In its 2019 election manifesto, the Conservatives pledged to raise teachers’ starting salaries to £30,000 by 2022-23.
However, Schools Week revealed last year this promise had been abandoned and the target is now set for 2024 instead after a pay freeze was enacted for teachers.
PM highlights super selective sixth form as ‘levelling up proof’
Elsewhere in his speech today, Johnson pointed to Brampton Manor, a selective sixth form in east London, as “proof of what I mean by unleashing potential and levelling up”.
“I’ll tell you what levelling up is. A few years ago they started a school not far from the Olympic Park, a new school anyone could send their kids to in an area that for decades has been one of the most disadvantaged in London,” Johnson said.

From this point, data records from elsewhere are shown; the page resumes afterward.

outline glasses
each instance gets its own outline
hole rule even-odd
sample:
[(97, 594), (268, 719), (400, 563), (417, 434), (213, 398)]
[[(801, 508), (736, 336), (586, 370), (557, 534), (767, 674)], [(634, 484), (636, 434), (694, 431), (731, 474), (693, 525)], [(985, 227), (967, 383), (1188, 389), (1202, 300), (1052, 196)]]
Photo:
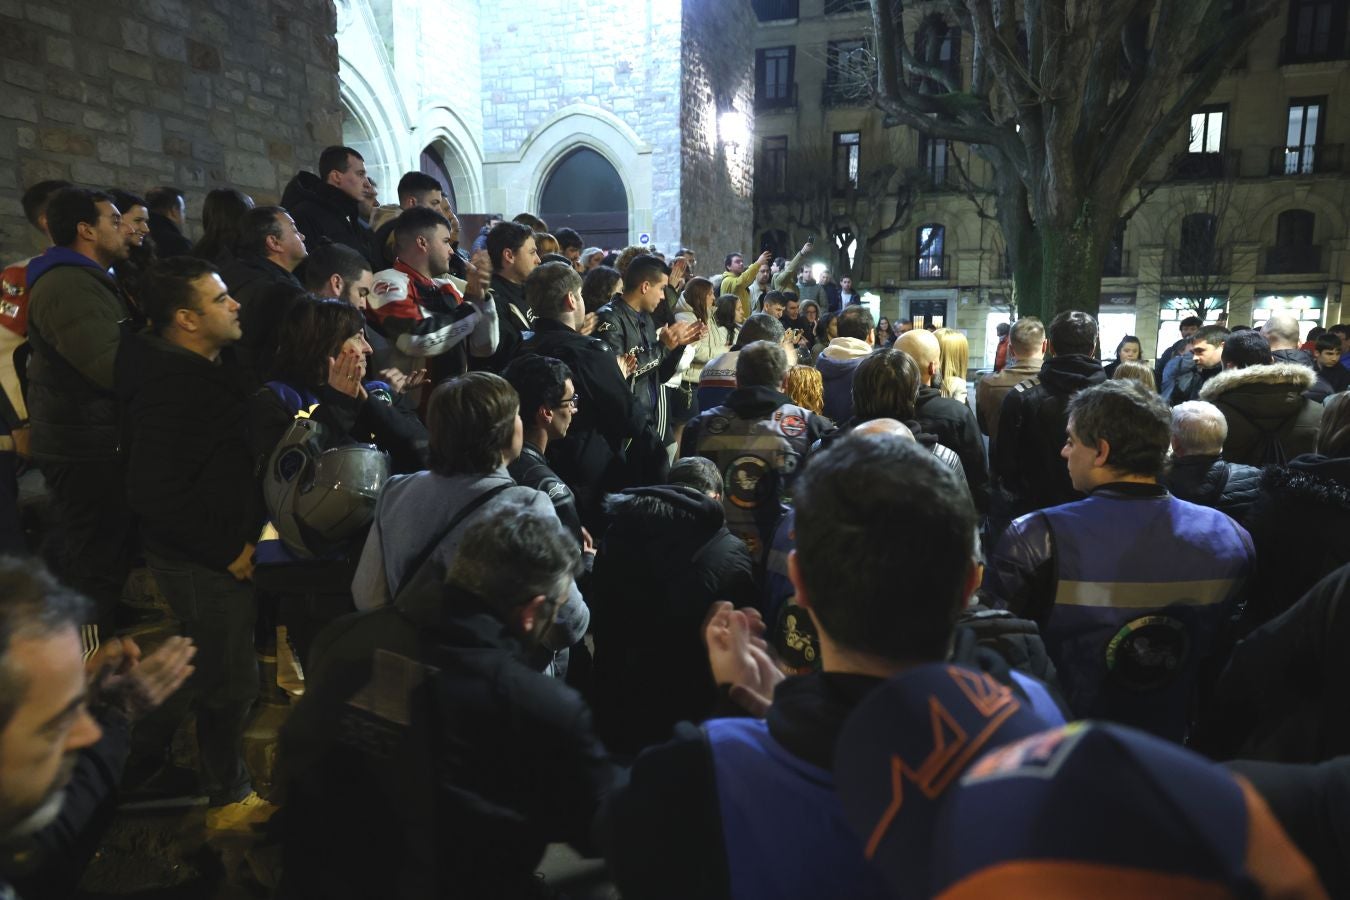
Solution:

“That school is Brampton Manor Academy and it now sends more kids to Oxbridge than Eton.
“And we can do it – there is absolutely no reason why the kids of this country should lag behind and why so many should be unable to read or write or do basic mathematics at 11.”
The school is one of the most selective sixth forms in the country. To gain a place at the school, pupils normally have to achieve an average of 7s across all their GCSEs.
The school is reportedly oversubscribed at a rate of 10:1, meaning for every one pupil that gets a place, nine get turned down. Pupils travel from up to two hours away to attend the school.
This year, 55 Brampton students secured Oxbridge places – more than the 48 pupils at the prestigious private school Eton.